Son zamanlarda yüzümü güldüren sayılı haberden biri “Çikolatalı yeme talep artıyor.”
Eskişehir’de bir yem fabrikasında et ve süt veriminin artırılmasına yönelik çalışmalar yapılmış.
Sonuç, üretilen çikolatalı yem sayesinde, hayvanlardan daha çok verim alınmaya başlanmış.
Bu da demek oluyor ki çikolata hayvanlara da mutluluk veriyor ve onları da motive ediyor.
Bu haberin üstüne İsviçre’de Vevey’de yeni açılan Nest Müzesi’ni geziyorum.
Nestlé’nin 150 yıllık geçmişini anlatıyor müze, daha çok çocuklara yönelik dijital oyunlarla.
Her şey Henri Nestlé’nin bir komşusunun prematüre bir bebek doğurmasıyla başlıyor.
Prematüre bebeğin beslenmesi için bir mama karışımı yaratıyor Henri Nestlé.
Sonra bebek hızla büyüyor, sağlığına kavuşuyor ve tabii marka da beraberinde hızla büyüyor, birçok farklı alana yayılıyor.
Beslenmenin de müzesi olur
İyi beslenme ve sağlıklı yaşam giderek daha da ön plana çıkarken artık beslenme müzeleri de kuruluyor.
Vevey’deki Alimentarium Gıda Müzesi de bunlardan biri.
Dünyanın ilk gıda temalı müzesi olarak tam 30 yıl önce açılıyor, şimdi dünyanın dört bir yanındaki gıda ve beslenme kültürünü anlatıyor.

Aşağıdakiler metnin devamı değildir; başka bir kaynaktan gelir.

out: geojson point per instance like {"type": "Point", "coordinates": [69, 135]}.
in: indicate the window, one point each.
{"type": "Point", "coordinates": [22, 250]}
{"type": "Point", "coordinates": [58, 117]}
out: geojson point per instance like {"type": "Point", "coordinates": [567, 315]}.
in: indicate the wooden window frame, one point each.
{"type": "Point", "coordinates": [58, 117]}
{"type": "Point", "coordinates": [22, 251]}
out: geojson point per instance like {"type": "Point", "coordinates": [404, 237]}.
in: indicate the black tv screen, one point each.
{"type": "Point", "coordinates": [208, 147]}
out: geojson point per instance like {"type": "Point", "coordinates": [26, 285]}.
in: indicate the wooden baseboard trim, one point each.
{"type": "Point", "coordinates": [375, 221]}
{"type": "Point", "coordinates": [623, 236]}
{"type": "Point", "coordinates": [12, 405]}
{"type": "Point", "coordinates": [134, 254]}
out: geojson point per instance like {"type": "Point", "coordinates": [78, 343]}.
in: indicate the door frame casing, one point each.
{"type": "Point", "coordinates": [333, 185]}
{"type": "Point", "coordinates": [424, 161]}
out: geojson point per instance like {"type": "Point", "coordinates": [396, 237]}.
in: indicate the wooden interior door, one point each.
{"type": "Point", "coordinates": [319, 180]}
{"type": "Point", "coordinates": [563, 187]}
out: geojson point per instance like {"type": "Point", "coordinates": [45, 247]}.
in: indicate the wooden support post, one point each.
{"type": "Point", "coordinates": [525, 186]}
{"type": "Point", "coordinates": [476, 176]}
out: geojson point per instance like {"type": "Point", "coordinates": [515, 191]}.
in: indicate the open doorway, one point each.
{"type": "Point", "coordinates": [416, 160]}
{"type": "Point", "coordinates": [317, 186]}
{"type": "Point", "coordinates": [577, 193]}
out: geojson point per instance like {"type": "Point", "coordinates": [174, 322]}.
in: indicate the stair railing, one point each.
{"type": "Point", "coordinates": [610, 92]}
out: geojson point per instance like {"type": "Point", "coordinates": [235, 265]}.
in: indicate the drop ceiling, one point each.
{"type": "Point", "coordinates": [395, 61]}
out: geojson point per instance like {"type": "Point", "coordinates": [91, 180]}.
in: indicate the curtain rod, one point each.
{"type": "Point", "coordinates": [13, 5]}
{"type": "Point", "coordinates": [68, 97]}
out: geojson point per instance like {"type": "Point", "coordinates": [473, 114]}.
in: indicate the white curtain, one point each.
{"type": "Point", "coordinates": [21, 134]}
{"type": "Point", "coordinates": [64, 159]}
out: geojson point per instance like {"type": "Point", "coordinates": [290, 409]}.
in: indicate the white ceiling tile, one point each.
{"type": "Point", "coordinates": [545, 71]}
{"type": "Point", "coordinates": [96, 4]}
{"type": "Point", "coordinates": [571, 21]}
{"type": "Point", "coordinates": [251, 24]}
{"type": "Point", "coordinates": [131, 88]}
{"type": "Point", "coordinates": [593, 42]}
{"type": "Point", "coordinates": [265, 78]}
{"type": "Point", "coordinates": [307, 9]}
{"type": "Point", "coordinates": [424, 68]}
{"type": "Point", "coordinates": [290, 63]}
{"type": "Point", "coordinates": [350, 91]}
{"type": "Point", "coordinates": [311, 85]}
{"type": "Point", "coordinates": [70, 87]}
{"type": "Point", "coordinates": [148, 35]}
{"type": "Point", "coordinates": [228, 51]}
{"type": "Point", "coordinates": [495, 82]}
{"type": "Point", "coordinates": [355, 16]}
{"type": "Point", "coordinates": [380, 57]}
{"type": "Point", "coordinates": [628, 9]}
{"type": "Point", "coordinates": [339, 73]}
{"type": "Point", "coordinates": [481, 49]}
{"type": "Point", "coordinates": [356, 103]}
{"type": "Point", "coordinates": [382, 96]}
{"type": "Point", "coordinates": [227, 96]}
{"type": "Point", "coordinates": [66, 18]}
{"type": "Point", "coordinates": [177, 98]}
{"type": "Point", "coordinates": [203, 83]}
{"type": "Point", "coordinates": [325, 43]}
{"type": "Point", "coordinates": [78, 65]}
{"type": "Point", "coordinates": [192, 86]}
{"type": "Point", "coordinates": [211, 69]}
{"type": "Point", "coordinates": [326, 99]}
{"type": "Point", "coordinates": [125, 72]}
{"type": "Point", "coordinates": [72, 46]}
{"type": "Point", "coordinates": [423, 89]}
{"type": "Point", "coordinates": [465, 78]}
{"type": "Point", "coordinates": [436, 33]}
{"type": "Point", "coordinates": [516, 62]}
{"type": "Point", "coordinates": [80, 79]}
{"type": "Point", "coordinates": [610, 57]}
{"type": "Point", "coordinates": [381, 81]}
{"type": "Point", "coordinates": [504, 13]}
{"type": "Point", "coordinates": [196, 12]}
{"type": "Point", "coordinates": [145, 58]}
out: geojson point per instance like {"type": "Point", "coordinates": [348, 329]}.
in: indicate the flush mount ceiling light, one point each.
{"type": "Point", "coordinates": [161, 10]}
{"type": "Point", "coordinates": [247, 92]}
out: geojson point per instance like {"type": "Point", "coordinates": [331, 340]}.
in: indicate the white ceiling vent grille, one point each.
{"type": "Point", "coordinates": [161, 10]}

Sadece malzemeleri sergileme ve yemek atölyeleri düzenleme üzerine kurulu değil, aynı zamanda yemek yemenin duygusal boyutunu da inceliyor.
Alimentarium’da gezerken İstanbul’daki Mutfak Sanatları Akademisi’ni düşünüyorum.
MSA, aslında ne kadar büyük bir iş yapıyor.